What does this say about us? Are we just filling up our email boxes with written distractions?
In a Wall Street Journal article entitled, Email's Friendly Fire," Rebecca Buckman lays out the sad state of cyber mail:
"Email overload is now considered a much bigger workplace problem than traditional email spam. Inboxes are bulging today partly because of what some are calling "colleague spam" -- that is, too many people are indiscriminately hitting the "reply to all" button or copying too many people on trivial messages, like inviting 100 colleagues to partake of brownies in the kitchen. A good chunk of today's emails are also coming from brand new sources, like social- and business-networking sites like Facebook Inc. and LinkedIn Corp., or text messages forwarded from cellphones"
But supposedly there's hope because now we can purchase email software that will help us deal with our email overload:
"Unlike previous email-technology companies that only addressed problems like external email spam or offered narrow products that screened messages for certain content, new companies are now springing up to deal with the email-overload problem and help sort the deluge. Silicon Valley start-ups including ClearContext of San Francisco and Seriosity Inc. of Palo Alto, Calif., are specifically tackling the problem of internal email overload. Meanwhile, other start-ups like San Francisco's Xobni Corp., are trying to help people better organize and search the email and personal-contact load they already have."
Our sad state of affairs is expressed in the same WSJ article: "Last year, the average corporate email user received 126 messages a day, up 55% from 2003, according to the Radicati Group, a Palo Alto market research firm. By 2009, workers are expecting to spend 41% of their time just managing emails"
I actually don't want software that will place my emails in separate folders so I don't need to see certain correspondences. Just the fact that I know the folder exists is enough to drive me crazy. What if there are 200 emails in that folder? Am I suppose to feel good about that?

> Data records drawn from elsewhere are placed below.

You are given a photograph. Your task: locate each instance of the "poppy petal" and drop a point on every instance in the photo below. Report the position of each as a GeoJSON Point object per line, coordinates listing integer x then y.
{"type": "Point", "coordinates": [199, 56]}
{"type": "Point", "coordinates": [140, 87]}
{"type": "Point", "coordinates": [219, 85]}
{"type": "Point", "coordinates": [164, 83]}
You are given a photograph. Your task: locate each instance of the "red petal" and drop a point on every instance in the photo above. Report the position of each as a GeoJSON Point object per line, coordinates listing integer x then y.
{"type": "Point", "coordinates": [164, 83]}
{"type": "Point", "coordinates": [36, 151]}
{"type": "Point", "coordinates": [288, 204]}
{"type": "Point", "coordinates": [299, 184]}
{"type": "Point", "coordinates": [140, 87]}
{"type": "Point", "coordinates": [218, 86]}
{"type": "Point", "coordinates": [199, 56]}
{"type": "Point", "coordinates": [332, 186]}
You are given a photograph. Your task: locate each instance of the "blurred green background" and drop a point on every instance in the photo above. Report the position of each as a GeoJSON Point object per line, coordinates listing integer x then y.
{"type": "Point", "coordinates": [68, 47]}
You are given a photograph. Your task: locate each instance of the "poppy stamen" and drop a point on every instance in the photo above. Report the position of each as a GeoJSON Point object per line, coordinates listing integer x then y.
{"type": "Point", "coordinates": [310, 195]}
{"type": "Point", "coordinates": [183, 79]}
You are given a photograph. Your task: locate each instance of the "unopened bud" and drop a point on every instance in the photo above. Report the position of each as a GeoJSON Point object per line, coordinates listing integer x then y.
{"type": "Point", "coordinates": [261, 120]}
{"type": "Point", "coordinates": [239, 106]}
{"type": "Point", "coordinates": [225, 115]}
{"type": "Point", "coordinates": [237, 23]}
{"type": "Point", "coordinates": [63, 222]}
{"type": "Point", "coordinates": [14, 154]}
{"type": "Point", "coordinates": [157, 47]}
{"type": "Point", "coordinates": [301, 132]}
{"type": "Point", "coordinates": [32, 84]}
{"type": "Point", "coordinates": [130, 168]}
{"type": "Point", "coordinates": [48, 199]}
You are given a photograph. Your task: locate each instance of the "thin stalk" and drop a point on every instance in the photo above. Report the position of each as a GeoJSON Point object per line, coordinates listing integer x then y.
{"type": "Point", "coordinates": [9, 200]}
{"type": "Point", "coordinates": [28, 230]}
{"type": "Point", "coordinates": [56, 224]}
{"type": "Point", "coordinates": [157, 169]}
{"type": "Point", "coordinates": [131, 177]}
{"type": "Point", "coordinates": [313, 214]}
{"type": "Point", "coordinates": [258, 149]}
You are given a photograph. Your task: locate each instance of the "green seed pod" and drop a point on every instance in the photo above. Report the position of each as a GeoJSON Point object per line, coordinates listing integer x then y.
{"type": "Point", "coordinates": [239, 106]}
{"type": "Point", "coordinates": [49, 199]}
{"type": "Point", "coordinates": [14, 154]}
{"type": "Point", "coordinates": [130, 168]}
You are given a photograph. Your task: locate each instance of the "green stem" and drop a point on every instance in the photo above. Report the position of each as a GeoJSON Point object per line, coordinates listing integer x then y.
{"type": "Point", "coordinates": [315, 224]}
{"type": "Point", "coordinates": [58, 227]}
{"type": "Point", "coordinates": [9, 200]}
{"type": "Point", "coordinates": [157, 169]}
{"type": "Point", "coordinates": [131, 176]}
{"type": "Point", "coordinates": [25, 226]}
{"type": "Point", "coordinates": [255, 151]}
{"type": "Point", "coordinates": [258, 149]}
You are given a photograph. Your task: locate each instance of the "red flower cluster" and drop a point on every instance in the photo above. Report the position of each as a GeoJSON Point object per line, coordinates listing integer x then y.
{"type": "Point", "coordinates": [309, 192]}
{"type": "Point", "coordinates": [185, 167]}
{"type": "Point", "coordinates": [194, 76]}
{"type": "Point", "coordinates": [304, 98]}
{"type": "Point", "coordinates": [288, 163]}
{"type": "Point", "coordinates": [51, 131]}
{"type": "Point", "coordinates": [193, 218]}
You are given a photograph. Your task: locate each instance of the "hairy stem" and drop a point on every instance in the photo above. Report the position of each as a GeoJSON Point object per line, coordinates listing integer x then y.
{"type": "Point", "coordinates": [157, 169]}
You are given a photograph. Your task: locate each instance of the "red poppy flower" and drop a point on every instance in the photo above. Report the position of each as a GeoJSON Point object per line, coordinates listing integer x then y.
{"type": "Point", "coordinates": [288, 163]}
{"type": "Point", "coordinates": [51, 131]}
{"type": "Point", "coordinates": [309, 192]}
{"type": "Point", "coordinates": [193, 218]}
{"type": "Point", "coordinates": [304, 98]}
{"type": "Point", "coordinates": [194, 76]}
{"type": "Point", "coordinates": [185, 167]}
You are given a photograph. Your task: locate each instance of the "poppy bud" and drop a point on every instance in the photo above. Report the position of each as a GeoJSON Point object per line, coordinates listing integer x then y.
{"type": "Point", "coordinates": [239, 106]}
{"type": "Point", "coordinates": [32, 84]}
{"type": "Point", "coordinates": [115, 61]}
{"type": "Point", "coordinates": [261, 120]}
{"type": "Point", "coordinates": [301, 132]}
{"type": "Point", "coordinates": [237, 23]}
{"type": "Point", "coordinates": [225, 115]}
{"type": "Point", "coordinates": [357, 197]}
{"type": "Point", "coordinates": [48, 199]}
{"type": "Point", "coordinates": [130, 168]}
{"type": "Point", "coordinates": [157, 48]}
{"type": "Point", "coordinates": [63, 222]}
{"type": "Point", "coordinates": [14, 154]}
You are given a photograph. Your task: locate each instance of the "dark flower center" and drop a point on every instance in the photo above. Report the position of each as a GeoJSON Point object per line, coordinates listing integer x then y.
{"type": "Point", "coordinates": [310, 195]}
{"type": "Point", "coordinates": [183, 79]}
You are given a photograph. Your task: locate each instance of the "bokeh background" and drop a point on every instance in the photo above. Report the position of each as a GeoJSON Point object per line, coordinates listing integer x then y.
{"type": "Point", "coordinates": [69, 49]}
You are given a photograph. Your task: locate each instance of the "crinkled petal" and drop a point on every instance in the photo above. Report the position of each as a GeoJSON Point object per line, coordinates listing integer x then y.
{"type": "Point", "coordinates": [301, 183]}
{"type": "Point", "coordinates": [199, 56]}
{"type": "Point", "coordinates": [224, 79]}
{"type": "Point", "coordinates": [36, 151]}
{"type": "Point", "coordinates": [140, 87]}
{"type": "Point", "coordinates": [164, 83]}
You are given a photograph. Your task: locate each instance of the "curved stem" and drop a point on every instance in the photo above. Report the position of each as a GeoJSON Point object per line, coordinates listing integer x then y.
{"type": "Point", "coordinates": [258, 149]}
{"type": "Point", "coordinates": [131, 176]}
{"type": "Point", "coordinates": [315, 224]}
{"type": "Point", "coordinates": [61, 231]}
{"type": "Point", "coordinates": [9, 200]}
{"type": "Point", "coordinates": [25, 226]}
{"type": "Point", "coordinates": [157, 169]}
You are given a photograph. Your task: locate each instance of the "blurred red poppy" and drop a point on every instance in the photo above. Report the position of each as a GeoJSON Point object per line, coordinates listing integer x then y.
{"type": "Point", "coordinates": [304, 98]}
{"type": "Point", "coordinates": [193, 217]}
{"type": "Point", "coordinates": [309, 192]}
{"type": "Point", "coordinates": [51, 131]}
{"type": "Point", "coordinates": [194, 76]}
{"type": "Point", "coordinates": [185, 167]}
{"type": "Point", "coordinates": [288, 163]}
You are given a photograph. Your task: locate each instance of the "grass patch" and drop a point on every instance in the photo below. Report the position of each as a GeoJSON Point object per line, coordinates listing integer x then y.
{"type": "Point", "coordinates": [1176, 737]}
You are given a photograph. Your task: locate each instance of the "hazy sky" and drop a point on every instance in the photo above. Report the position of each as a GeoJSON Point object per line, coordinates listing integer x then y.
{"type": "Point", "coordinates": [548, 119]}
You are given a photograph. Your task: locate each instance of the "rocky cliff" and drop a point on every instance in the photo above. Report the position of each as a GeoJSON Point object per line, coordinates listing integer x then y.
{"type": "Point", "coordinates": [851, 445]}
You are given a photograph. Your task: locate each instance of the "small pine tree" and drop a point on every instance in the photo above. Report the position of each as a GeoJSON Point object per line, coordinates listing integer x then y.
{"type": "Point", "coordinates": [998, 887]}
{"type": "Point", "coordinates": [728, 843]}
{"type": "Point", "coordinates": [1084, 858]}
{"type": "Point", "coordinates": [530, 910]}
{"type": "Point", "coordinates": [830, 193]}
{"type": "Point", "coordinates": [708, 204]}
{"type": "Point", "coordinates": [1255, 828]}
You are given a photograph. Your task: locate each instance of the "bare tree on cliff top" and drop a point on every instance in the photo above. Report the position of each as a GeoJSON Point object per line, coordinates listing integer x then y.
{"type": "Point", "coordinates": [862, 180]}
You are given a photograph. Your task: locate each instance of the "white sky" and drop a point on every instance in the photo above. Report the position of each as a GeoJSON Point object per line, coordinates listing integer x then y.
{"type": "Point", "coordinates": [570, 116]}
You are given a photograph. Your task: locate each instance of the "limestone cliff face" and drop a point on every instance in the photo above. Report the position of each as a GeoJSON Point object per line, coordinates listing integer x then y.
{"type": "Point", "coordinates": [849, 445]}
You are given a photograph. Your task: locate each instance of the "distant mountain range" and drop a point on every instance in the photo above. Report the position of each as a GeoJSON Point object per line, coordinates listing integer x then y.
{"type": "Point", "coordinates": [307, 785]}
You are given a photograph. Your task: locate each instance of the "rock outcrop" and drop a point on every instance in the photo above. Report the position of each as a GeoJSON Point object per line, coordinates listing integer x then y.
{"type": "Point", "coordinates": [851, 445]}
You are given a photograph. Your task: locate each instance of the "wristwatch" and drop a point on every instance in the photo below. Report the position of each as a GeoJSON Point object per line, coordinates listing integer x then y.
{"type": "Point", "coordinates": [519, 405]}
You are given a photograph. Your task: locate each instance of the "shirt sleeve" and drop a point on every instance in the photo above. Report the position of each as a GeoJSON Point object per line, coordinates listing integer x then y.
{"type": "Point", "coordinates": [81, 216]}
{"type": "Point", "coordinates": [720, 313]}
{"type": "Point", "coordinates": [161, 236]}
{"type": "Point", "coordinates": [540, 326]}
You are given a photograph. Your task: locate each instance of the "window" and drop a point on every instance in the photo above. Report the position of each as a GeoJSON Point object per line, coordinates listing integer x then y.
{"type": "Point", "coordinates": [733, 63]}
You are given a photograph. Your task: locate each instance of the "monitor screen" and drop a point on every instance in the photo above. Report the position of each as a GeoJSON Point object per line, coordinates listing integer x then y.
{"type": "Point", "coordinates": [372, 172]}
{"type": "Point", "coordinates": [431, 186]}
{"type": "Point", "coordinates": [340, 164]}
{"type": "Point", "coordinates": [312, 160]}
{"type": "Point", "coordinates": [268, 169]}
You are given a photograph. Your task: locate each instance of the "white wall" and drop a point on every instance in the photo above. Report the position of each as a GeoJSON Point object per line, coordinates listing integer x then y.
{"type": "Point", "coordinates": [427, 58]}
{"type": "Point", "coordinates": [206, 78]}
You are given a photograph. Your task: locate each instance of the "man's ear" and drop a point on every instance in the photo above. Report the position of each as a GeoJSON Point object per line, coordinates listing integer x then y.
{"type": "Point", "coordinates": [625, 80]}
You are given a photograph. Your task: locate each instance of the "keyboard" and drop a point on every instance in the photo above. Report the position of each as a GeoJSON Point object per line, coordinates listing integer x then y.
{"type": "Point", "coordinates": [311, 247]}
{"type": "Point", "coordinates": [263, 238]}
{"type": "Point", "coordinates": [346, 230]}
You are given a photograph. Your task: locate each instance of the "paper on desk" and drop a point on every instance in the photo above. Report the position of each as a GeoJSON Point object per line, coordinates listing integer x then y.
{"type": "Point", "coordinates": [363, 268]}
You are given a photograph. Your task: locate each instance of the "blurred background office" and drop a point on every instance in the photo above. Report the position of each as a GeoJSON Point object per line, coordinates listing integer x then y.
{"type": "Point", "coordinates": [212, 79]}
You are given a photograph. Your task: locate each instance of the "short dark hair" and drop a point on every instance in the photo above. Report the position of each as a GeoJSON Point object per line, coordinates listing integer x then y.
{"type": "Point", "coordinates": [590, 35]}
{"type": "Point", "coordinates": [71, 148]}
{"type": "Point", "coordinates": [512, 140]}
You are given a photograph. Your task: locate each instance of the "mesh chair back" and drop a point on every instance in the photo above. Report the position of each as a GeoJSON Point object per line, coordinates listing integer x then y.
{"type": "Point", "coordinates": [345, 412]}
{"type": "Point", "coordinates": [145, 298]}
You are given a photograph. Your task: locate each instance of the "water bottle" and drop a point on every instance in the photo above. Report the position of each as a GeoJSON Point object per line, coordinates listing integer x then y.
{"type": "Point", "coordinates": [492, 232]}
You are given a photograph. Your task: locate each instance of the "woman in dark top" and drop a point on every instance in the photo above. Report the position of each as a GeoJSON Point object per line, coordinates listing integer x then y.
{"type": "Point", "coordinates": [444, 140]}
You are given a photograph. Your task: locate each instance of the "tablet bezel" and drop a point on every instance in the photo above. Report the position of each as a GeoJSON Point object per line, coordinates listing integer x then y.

What I do need is a program that will stop unnecessary emails from ever entering my inbox.
Do I really need to receive all those Fw:Fw:Fw's? if we can just get people to stop sending recycled stupid jokes, chain emails and warnings about computer viruses, we might slim down our email intake.
All this emailing, even if it is ever resolved, has got to take a toll on your soul. Do I want to spend 40% of my workday corresponding?
But this email overload carries into our homes and social lives outside of work.
Well-meaning individual depend on emails to make dinner plans and appointments. They assume everyone is glued to their laptop just waiting to clap with glee when an email comes in.
The time spent at home reading emails and responding to them can be put to better use.
But what is the real problem with our e-overload? Too much email dehumanizes us.
Do you know the feeling you get when you call customer service, and you are forced to transverse through an endless menu and you are dying to a hold of a living human? Sometimes in this e- and i-world, it's nice to hear a human voice. I am fearful that all this email is pushing us further away from one another as we speak with virtual beings through the words, "You've Got Mail!"
Yet, I have made a choice to join the e-generation through AOL, Earthlink, Gmail and Yahoo.com.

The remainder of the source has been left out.